Para o fundamental papel do garoto, foram entrevistados 4 mil candidatos, até se chegar a Christian Bale, um menino inglês de 13 anos que já havia feito trabalhos em comerciais de TV e em teatro. Spielberg, que durante as filmagens de E.T. levava um videogame para brincar com o garotinho Henry Thomas, dessa vez se divertia nos intervalos do trabalho apostando corridas com Christian Bale com um carrinho elétrico de controle remoto. Os métodos do diretor com seus atores mirins dão certo. Christian Bale está excelente; conseguiu sair-se perfeitamente bem na tarefa de envelhecer quatro anos em meio às mais duras privações. O comentário do autor J.G. Ballard não poderia ser mais lisonjeiro para Spielberg: “O menino que faz meu jovem alter-ego consegue uma performance que eu não tinha visto igual desde Jean-Pierre Leaud em Os Incompreendidos“, filme de estréia de Truffaut em 1959.

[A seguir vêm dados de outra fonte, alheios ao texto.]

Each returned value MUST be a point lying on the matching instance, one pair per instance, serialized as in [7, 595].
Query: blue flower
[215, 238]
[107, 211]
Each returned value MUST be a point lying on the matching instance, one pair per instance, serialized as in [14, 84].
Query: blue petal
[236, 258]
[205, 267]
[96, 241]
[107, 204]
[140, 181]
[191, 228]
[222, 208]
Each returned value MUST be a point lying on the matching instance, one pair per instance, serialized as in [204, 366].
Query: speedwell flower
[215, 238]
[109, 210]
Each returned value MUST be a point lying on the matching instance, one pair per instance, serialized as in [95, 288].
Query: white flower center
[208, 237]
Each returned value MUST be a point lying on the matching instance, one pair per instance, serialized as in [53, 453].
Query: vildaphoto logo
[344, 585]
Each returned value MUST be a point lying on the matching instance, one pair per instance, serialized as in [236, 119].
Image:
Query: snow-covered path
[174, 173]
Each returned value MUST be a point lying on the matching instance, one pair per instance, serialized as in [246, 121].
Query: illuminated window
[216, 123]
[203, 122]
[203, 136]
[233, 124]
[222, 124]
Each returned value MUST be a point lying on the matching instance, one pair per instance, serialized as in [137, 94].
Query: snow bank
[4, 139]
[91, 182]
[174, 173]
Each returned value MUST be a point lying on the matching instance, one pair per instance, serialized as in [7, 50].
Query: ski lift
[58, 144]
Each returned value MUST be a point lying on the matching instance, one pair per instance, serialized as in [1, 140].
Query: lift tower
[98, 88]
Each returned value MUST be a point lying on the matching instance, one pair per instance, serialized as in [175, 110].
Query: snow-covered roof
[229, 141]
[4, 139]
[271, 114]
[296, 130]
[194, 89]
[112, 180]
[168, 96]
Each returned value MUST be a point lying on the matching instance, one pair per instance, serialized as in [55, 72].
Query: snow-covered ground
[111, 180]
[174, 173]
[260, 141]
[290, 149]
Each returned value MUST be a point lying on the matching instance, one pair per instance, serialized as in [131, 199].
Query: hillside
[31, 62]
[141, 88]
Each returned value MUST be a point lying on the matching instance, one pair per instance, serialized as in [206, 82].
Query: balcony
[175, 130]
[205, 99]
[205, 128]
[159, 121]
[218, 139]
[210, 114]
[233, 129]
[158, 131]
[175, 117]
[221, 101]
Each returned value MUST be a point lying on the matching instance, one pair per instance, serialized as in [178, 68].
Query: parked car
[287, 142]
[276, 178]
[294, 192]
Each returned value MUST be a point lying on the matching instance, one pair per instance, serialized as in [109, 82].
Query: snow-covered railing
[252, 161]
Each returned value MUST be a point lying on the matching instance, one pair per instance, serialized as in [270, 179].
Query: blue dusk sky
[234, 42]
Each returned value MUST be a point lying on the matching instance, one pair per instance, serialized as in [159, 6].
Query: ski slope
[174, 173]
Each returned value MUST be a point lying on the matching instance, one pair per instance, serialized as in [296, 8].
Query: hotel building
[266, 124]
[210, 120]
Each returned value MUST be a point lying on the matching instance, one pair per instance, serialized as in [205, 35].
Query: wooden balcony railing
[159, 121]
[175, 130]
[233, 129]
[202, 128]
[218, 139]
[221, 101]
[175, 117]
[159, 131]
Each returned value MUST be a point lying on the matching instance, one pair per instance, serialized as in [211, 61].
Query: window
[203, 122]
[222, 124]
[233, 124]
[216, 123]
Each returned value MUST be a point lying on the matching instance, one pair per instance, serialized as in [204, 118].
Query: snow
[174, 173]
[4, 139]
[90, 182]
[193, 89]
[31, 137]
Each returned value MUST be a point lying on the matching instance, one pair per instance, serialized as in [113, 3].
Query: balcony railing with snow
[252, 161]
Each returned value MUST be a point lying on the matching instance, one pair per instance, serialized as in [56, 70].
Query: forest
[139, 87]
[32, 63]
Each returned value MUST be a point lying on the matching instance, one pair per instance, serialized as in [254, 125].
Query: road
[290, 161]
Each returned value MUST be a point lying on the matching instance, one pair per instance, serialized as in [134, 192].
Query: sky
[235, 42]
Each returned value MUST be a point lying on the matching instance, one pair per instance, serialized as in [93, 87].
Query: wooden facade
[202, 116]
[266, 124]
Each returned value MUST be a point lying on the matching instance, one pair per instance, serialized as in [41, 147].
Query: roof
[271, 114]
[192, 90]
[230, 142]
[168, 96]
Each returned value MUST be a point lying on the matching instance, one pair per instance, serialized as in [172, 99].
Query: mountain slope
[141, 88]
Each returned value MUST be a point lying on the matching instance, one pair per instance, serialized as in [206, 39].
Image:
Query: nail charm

         Curso simperintensivo

Depois de se perder dos pais, o garoto Jamie é lançado em um curso superintensivo de adaptação ao mundo dos adultos. A princípio, usa sua fantástica imaginação, sua inteligência aguda e seu fascínio por aviões como válvulas de escape para sobreviver às agruras da miséria e da degradação física e moral do bando de estrangeiros – ingleses e americanos, na maioria – levados para campos de prisioneiros dos vitoriosos japoneses. Depois vai aprendendo, a duras penas, a manter-se vivo – mesmo que à custa de pequenos furtos, uma batata tomada a um doente, um par de sapatos tomado a um morto. Seu principal instrutor é um marinheiro mercante americano, Basie (interpretado por John Malkovich, de Um Lugar no Coração e Gritos do Silêncio), sujeito jeitoso e vagamente sem escrúpulos, que ajuda o garoto e explora seus pequenos expedientes, além de trocar-lhe o nome para o apelido americano de Jim, como passa a ser conhecido no acampamento de prisioneiros de Soochow, a poucos quilômetros de Xangai.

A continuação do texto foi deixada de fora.